Space Shuttle Endeavour's Launch a Mix of Sound, Fury, Triumph, Sadness
News Analysis: Even on its last flight, Shuttle Endeavour posted a list of firsts, but it's hard to forget this is the shuttle's final flight.
I played hooky from work for a little while this morning. I turned
on Today on NBC to watch the incredible glory of a Shuttle launch.
While I was at it, I brought up Twitter on my BlackBerry so I could read Rob Pegoraro's live Tweets
of the event. Rob was only about three miles away, feeling the blast
and hearing the overwhelming sound that constitutes a launch into space.
Later, after Endeavour achieved orbit, I learned of an unexpected first after all of these years of Shuttle launches. Stefanie Gordon, a New Jersey blogger, happened to be in the right place at the right time, and caught the launch on her way to Florida from the window of an airliner. I know that this isn't the first time that a Shuttle launch was seen from an airliner, but as far as I know, it's the first time someone saw it, took the photo on a smartphone, and then Tweeted the photo. Oh, and she shot video, too.
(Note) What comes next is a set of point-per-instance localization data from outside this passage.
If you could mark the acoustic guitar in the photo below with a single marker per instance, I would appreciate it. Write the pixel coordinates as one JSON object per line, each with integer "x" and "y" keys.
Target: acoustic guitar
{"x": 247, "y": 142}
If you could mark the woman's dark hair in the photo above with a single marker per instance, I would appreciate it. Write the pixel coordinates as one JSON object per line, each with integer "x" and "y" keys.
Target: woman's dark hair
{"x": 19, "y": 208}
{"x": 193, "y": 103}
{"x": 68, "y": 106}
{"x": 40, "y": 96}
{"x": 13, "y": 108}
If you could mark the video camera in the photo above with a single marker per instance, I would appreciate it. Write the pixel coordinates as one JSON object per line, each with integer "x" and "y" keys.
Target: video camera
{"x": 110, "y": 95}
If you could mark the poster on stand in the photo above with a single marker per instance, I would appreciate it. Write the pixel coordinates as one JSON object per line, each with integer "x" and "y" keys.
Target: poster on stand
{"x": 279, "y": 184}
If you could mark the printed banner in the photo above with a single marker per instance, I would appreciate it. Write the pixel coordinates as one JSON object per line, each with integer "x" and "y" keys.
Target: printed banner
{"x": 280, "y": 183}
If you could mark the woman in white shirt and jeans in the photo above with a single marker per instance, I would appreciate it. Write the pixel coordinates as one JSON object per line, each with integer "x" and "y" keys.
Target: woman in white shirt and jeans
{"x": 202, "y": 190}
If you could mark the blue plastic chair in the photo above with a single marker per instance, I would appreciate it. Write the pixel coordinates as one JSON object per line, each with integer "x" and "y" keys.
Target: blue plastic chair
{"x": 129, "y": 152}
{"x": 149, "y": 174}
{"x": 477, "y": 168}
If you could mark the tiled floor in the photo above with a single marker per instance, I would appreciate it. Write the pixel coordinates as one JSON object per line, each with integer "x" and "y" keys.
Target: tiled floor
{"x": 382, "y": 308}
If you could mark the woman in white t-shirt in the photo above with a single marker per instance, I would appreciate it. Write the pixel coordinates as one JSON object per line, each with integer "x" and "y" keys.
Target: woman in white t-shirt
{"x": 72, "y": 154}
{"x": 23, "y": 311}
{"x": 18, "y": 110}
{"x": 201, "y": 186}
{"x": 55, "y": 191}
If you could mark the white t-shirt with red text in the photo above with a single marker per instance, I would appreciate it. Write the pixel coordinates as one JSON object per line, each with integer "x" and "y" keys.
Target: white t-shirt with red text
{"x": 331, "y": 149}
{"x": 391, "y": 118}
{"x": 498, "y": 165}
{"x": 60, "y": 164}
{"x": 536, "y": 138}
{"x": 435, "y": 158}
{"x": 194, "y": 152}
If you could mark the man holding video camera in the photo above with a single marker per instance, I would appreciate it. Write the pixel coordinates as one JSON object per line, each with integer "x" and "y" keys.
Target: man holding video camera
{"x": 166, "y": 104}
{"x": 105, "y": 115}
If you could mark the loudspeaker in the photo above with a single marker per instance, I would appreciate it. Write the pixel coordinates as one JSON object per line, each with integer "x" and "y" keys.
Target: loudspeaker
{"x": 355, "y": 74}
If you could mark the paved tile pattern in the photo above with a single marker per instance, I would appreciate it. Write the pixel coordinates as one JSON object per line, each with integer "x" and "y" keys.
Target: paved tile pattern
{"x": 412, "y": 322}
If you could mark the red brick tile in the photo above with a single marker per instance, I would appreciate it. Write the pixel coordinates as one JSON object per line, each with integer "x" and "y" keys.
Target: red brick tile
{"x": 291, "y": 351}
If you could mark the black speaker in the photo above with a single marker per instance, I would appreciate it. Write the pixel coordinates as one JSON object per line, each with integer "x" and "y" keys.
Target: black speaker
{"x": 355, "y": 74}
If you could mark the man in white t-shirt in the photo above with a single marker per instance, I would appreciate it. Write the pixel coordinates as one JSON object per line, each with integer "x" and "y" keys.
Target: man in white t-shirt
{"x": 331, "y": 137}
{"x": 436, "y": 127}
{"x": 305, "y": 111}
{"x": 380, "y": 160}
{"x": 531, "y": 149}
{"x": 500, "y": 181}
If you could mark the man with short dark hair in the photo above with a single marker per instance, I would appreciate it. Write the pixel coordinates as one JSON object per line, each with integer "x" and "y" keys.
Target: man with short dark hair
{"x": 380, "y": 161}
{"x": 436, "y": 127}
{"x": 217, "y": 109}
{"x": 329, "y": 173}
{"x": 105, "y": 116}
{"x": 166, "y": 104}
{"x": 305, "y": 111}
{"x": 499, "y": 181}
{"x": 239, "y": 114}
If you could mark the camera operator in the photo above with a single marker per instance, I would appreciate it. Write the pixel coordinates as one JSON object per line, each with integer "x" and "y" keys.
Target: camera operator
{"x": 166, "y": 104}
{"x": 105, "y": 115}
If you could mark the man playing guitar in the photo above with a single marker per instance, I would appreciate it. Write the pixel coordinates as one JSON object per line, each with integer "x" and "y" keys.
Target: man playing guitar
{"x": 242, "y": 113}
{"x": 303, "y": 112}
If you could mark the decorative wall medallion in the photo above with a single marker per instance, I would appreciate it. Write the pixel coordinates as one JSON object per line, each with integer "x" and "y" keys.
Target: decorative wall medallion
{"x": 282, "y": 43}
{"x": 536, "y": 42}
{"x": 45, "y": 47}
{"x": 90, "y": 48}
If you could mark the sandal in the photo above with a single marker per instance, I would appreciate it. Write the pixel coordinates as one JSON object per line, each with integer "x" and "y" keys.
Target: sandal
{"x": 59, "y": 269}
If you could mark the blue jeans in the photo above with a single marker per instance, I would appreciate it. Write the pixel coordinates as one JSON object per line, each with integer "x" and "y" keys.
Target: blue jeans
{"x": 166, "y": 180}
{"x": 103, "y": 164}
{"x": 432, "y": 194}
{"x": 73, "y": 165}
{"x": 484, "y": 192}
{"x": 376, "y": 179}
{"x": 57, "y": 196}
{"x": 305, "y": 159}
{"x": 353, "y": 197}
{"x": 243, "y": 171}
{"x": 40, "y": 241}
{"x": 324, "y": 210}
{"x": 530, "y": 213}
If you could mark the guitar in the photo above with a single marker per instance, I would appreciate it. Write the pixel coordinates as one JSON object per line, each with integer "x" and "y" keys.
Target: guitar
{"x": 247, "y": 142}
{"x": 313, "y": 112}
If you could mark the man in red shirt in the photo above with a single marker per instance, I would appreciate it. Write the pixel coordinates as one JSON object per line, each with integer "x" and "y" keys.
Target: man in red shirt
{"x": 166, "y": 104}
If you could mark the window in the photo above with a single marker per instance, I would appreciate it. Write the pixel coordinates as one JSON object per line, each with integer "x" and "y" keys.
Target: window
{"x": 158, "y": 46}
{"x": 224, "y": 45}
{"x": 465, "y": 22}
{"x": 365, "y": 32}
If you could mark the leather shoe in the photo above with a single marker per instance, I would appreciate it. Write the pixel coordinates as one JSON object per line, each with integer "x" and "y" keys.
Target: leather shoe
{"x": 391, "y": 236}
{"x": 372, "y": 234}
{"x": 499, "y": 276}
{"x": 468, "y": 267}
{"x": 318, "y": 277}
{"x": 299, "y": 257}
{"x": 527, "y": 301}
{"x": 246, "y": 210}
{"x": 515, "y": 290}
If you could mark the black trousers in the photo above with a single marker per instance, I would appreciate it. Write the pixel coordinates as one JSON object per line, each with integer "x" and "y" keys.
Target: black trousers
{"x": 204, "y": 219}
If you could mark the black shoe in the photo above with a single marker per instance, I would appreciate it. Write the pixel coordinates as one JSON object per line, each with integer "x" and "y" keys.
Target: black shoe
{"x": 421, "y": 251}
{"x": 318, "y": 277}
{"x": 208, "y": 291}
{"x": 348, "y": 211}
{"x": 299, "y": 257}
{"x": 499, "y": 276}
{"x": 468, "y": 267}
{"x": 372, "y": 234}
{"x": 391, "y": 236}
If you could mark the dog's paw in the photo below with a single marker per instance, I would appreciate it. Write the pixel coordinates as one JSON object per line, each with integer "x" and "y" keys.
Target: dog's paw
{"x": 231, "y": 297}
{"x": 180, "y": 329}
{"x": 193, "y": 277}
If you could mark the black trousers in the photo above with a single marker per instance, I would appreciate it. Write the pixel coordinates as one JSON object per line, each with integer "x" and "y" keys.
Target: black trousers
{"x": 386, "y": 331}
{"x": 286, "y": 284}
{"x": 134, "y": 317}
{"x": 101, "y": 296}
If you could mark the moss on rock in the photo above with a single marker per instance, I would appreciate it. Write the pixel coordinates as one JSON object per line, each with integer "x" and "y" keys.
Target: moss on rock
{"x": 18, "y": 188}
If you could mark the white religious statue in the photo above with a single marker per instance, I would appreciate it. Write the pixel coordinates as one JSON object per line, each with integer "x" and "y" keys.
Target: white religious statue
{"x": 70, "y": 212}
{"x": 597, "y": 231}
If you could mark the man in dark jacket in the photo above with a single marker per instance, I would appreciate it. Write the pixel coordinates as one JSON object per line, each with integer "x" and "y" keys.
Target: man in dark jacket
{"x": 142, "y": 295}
There are plenty of things to make you feel good about the launch. Congresswoman Gabrielle Giffords got out of her rehabilitation hospital in Houston long enough to sit atop an observation building at the Kennedy Space Center and watch the Shuttle, commanded by Navy Captain- and Gifford's husband Mark Kelly break the surly bonds of Earth one last time. "Good stuff, good stuff," the Associated Press is reporting that she said, once things quieted down enough to hear anything.
Endeavour is carrying a supercooled magnetic tunnel called the Alpha Magnetic Spectrometer that might or might not provide a breakthrough in particle physics. It's carrying prototypes for tiny satellites that would be blown around by the solar wind and return information about the solar system. The prototypes will live on the outside of the Space Station.
I could go on for pages about the science that's being done by Endeavour and its crew. Some of those experiments, like the tiny satellites, could be done by anything that can reach the Space Station, but others, such as the AMS, require the Shuttle. Once the Shuttle is gone, there will be no means of lifting those heavy payloads, at least for now. Unfortunately, the Shuttle has been killed-and right now there's no replacement.